Ground Zero for Obesity
In some respects, it seems odd that Expo West would offer an educational session on food deserts -- communities lacking food outlets -- as it did on Saturday morning. The retailers at this show run natural food stores with higher-than-average prices, so ...
March 13, 2011
In some respects, it seems odd that Expo West would offer an educational session on food deserts -- communities lacking food outlets -- as it did on Saturday morning. The retailers at this show run natural food stores with higher-than-average prices, so it's unlikely that any of them are going to open stores in low-income food desert communities.
On the other hand, the issue at the heart of food deserts is the tragic lack of nutritional food -- and what food retailers know more about that than natural and organic food retailers?
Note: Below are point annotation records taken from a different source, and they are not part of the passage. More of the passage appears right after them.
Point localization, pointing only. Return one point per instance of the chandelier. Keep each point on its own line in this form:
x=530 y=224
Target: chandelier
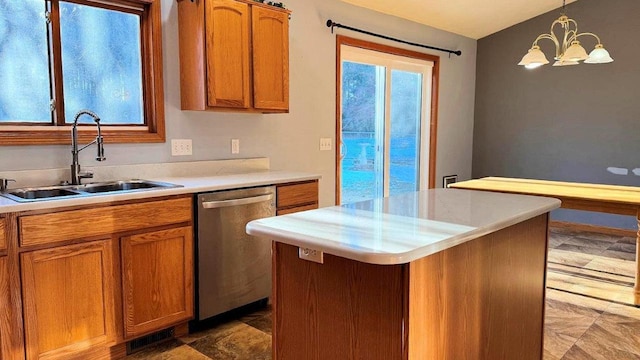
x=569 y=51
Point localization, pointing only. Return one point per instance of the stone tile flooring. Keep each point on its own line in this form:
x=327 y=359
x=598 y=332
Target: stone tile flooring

Moreover, the retailers who do tend to open stores in food deserts are small, independent operators who form a close relationship with their customers -- which are also characteristics of natural food retailers.
The irony of food deserts is that the U.S. as a whole is a kind of food desert, given the extent of the obesity and diabetes problems afflicting this country. As one of the speakers at the food desert session, Brahm Ahmadi, CEO of the Oakland, Calif.-based People's Community Market, noted, by 2020, 50% of Americans are projected to have diabetes, a disease linked to poor nutrition. Food deserts, he said, with their limited access to fresh foods, are "ground zero" for this problem.
So if the food industry -- natural food retailers included -- can figure out how to deal with food deserts, it will probably be in a better position to address the nutritional issues of the country as a whole.